Маленькая комнатка, в которой я оказался, была такая темная и грязная, что, глянув вокруг, я едва не ретировался. В конце концов, если я замыслил посещение парикмахерской как последнюю роскошь, на которую имеет право свободный человек, я мог бы подстричься в заведении поприличнее этого. Но мысль, что, проходя мимо кондитерской, я опять волей-неволей подвергнусь былому соблазну, удержала меня. Нет, я не смел рисковать. Решившись, я переступил порог.

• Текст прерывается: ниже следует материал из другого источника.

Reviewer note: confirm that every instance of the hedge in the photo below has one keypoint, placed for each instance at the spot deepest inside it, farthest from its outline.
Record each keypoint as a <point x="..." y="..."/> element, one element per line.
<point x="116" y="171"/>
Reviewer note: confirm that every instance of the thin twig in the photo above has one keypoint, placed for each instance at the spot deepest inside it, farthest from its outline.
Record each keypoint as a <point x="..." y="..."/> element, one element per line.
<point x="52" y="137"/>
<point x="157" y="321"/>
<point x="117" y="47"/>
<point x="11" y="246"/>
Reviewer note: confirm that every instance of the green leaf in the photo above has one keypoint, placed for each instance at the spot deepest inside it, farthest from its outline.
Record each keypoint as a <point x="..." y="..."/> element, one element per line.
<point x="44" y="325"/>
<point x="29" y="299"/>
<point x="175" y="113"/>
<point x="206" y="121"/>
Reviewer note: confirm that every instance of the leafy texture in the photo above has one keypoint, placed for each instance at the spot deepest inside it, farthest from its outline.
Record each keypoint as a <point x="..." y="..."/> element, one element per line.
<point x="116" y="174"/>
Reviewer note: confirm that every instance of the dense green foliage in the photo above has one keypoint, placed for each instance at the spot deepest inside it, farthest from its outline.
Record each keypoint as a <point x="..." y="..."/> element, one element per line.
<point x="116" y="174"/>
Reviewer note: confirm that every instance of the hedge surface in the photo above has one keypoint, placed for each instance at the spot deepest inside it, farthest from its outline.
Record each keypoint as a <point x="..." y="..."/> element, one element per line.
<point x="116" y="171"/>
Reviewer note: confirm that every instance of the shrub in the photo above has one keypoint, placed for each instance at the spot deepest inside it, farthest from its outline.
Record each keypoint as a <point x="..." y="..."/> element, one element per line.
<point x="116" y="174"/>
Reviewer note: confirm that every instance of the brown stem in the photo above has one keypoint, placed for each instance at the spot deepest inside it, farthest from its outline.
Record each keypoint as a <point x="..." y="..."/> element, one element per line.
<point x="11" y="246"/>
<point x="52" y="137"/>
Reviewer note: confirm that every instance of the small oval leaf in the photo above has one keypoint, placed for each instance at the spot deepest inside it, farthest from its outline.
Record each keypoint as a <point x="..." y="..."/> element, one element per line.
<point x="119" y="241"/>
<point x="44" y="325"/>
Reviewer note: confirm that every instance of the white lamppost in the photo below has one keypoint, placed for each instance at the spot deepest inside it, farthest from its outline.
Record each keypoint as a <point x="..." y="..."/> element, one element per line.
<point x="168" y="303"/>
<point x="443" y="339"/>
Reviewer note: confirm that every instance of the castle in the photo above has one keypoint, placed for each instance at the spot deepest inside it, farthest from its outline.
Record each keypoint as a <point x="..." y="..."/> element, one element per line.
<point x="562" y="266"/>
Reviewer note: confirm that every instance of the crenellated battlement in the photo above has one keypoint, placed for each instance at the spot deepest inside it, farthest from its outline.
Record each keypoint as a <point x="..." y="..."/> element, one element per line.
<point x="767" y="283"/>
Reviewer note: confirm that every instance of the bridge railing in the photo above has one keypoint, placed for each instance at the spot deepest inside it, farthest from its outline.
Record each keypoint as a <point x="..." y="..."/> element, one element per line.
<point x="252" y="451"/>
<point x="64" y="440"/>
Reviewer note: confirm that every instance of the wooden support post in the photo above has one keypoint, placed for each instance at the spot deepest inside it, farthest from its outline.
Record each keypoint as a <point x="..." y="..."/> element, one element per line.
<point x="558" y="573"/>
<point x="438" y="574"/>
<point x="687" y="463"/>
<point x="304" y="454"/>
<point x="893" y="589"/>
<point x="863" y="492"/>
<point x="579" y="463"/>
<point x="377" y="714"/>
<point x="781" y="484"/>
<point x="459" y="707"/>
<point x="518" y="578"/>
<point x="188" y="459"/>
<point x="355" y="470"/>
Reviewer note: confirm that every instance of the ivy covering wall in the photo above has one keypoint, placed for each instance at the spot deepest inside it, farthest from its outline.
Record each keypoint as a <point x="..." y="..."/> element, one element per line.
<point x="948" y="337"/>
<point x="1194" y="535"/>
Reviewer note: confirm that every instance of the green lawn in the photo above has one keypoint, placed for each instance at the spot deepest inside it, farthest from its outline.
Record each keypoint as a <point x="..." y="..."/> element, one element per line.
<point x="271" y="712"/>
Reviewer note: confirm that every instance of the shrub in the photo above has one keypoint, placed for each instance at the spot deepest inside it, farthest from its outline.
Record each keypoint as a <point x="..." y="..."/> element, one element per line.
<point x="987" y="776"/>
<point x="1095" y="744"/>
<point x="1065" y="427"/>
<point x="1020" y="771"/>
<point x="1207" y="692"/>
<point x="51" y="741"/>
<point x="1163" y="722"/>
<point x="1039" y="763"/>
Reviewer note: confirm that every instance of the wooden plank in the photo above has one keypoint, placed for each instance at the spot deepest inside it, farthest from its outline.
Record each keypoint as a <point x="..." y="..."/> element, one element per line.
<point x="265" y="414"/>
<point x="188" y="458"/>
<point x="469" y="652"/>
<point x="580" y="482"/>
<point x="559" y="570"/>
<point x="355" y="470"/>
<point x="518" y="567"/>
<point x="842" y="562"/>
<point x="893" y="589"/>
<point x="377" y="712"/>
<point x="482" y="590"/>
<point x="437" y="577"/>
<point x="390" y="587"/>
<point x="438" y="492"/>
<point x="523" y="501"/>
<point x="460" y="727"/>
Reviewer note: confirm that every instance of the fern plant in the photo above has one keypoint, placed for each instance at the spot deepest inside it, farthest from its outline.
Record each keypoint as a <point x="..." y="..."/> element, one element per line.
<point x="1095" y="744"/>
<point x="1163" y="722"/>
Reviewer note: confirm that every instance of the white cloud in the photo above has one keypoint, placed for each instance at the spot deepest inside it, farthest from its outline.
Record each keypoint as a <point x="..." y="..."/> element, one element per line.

Помещение было в самом деле достаточно странное и нелепое. Шторы не были опущены, и меня и здесь преследовал тот самый золотой бокал, который теперь, когда я смотрел на него с противоположной стороны улицы, из парикмахерской, был почти на одном уровне со мной. Огоньки льющейся из него влаги вспыхивали и гасли, их отражения дорожками пробегали по комнате и тут же исчезали и снова зажигались и гасли, будто чьи-то колдовские пальцы пытались нащупать клад под затоптанным полом парикмахерской. И в самом деле, пол был ужасно грязный. Мне редко доводилось попадать в такую занюханную дыру, а неопрятный низкорослый цирюльник имел такой же занюханный вид, что и его дыра. К услугам клиентов были три таза и перед каждым из них — зеркало, прислоненное к стене. Вдоль другой стены стояло несколько стульев. Там уже сидели в ожидании своей очереди два человека.